What is most surprising is that there was never a Section 101 rejection in this application, even though it is Class 705, and even though it screams out:
We claim the concept of "transporting" energy by land, sea and pipeline from where it is produced to the entirely abstract fiction of an "energy market."
What are you going to do about it?
I have to say that these claims really take chutzpah to write, let alone prosecute. Imagine a client comes to you with a new kitchen gadget--and I'll use my favorite, the spork:
You draft claims to the lovely thing of course, perhaps even methods of eating that involve using a first end of an eating utensil to transport a food substance to an oral cavity of a human, and second, opposing distal end of said eating utensil to transport another food substance to said oral cavity. (Bad form generally to do this, because now you have to sue the user). And maybe you have claims for making the spork by pouring molten unobtanium into supercooled carbon fiber molds.
But then the muse embraces you, and you claim this:
A method of monetizing an eating utensil, comprising:
transporting an eating utensil to a product distribution facility from a manufacturing location, wherein the eating utensil is manuactured at the manufacturing location by pouring molten unobtanium into a supercooled carbon fiber mold.
Who would even try that? I teach our patent folk to think expansively about our clients' inventions--how they are made, how they are used, intermediate components, manufacturing steps, particular materials, how they can be integrated into larger systems, and sometimes for business methods how to make money with them. But I have to admit, I would have never thought to claim putting a product on a truck and shipping to the store. Brilliant!
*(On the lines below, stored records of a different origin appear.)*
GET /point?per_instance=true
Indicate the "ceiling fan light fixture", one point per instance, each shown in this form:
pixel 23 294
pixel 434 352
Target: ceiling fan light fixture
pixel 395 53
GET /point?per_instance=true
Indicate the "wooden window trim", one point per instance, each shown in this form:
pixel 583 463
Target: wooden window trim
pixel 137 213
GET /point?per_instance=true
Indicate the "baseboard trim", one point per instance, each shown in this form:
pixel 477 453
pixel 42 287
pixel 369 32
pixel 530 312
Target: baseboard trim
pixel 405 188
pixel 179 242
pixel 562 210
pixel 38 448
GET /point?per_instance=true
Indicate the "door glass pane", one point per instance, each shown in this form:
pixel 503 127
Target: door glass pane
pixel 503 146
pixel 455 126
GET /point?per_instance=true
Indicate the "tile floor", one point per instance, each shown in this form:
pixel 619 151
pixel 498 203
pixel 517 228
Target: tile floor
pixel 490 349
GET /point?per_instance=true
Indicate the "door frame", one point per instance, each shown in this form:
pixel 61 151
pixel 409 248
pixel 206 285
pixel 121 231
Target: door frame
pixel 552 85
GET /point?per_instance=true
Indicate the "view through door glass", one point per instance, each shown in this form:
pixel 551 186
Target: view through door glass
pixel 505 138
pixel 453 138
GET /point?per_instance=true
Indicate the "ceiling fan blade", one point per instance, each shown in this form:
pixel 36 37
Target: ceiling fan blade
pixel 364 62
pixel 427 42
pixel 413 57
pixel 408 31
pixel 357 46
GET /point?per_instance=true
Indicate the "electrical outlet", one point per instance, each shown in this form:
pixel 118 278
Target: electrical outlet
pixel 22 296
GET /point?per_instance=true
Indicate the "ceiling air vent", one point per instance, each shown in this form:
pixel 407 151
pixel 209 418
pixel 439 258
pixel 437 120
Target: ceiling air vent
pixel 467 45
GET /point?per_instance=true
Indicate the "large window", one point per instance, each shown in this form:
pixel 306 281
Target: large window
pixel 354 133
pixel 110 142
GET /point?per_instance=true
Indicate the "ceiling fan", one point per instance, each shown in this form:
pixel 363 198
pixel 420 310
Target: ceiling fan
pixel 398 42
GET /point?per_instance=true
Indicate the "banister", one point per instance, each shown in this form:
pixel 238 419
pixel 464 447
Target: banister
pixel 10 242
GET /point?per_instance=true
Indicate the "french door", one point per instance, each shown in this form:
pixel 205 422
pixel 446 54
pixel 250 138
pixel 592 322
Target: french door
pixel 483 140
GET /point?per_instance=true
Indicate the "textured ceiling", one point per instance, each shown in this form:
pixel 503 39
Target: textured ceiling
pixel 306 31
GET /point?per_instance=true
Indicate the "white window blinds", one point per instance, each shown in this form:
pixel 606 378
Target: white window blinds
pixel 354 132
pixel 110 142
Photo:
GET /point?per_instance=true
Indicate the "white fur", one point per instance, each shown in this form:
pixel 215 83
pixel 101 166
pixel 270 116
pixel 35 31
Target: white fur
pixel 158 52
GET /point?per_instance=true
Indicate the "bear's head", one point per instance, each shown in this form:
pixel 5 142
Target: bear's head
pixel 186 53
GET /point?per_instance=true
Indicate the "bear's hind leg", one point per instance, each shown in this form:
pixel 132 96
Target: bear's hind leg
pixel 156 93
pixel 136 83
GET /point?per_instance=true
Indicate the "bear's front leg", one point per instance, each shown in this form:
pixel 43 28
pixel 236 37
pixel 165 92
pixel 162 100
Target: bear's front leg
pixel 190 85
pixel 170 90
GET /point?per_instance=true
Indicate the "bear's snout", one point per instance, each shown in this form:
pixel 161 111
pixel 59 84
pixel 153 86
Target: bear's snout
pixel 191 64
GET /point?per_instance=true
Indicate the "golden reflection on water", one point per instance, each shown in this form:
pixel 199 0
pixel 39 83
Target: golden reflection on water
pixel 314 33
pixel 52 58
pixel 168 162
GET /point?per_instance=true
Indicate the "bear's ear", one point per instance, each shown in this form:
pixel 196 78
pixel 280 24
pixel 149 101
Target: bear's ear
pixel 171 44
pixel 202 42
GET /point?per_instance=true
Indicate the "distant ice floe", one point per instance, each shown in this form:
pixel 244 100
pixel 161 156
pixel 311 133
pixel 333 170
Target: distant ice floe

Now there must be an explanation here. If the HEDM itself is inventive, Exxon could have patented that, and perhaps the process of making an HEDM. I'm not a chemist so I don't have any sense of the novelty here. If they had merely followed this conventional approach, then there would be infringement in making the HEDM, and selling the HEDM in an energy market, and even in importing the HEDM, perhaps by a pipeline.
So what is gained here? Perhaps it something to do with the economics of the industry, how money is made in the transporting phase, where transporters charge by unit volume of material transported. If that is the case, then the damages are not just on the sale of the HEDM as a commodity, as would be covered only by infringing sales of HEDM, but on the infringing transport itself. Thus, this approach captures infringement by those who do the transporting but are not involved in the ultimate sale. So now their trucking, shipping, and pipeline business are infringing, even if they have nothing to do the actual sale of the HEDM. Brilliant! The teamsters should get in on this racket.
Indeed, the only patent application that I can think of that is more of an IP grab than Exxon's is one of my personal favorites. It's so direct and to the point, so short and sweet, I can show you the entire thing:
Maybe Mr. A. J-R. Schizas works for Exxon? If not, then he should.